---
name: tar-data-analysis
description: Use when running and reporting the estimation for a The Accounting Review (TAR) manuscript — the estimator, fixed effects, standard-error clustering, robustness, and the data-authenticity / code-access documentation TAR requires. Executes and reports the analysis; it does not design identification (tar-methods) or frame the contribution (tar-contribution-framing).
---

# Estimation, Robustness & Data Authenticity (tar-data-analysis)

## When to trigger

- The sample is built and it is time to estimate and report
- You are unsure whether your standard errors, fixed effects, or estimator match the design
- Reviewers will probe robustness, alternative measures, or sample-selection screens
- You must assemble the data-authenticity / code-access package TAR requires
- A reviewer says "the result is not robust" or "I cannot tell how the sample was built"

## Estimator and inference (large-sample archival core)

- **Match the estimator to the design** set in `tar-methods`: OLS with high-dimensional fixed
  effects (firm, year, industry-year) for panel associations; DiD / staggered-DiD with a modern
  estimator for adoption shocks; 2SLS for endogenous regressors; RDD for threshold settings; logit/
  probit/Poisson/Tobit for limited or count outcomes (e.g., restatement, going-concern, fraud).
- **Cluster standard errors** at the level of treatment assignment / correlation (firm, or two-way
  firm-and-year); for few clusters use the wild-cluster bootstrap.
- **Report fixed effects explicitly** and show how the coefficient moves as you add them — a result
  that survives tighter fixed effects is more credible than one that does not.
- For **accounting-specific measures** (discretionary accruals, real earnings management, abnormal
  audit fees, effective/cash tax rates, disclosure tone), state the construction model and screen,
  and show the result is not an artifact of the proxy.

## Robustness reviewers expect

- Alternative measures of the focal accounting construct (e.g., a second accruals model; cash vs.
  GAAP ETR; alternative disclosure proxy).
- Alternative samples and screens (drop financials/utilities; winsorize vs. truncate; subperiods).
- Sensitivity of the identifying assumption (pre-trends, placebo dates, alternative instruments,
  bandwidth choices for RDD).
- Falsification / placebo tests where the effect should be absent.
- Economic magnitude, not just significance — interpret the coefficient in accounting terms.

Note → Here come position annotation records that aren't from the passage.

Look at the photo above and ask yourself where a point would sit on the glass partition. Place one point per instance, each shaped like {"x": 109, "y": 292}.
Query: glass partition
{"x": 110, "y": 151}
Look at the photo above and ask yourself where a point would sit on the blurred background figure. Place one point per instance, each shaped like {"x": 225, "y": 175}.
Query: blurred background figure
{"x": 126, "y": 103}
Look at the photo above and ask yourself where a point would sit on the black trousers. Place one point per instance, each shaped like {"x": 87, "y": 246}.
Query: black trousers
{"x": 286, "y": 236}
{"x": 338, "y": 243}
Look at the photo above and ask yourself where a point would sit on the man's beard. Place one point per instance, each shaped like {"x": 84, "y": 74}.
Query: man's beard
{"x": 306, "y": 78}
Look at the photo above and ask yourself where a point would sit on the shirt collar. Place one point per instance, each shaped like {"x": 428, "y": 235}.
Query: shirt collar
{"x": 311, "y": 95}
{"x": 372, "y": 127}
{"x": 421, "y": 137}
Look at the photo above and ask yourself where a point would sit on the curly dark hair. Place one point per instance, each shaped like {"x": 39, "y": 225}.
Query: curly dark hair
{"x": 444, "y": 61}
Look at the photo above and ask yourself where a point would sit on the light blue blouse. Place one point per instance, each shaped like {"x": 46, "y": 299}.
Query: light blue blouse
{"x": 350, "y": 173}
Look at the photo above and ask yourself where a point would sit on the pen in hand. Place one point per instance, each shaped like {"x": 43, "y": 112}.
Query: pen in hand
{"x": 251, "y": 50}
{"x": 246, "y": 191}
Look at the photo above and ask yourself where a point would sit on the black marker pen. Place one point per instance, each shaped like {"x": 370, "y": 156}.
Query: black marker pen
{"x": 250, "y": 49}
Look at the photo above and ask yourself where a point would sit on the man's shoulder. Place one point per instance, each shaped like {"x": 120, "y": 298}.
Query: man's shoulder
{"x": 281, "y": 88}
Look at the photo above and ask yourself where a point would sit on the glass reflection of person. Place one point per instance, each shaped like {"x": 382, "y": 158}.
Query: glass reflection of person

## Data-authenticity & code access (a TAR-specific requirement)

TAR requires authors to enable confirmation of data authenticity, with differentiated rules:

- **Publicly available databases** (Compustat, CRSP, I/B/E/S, Audit Analytics): provide a precise
  description of the data **and** access to the **computer code** used to process it.
- **Data abstracted from public sources** (hand-collected from filings, PCAOB reports): provide the
  **abstraction methodology** plus code access.
- **Privately collected data** (proprietary field data, experiments): provide enough detail for
  reader confidence; **corroborating third parties** are acceptable.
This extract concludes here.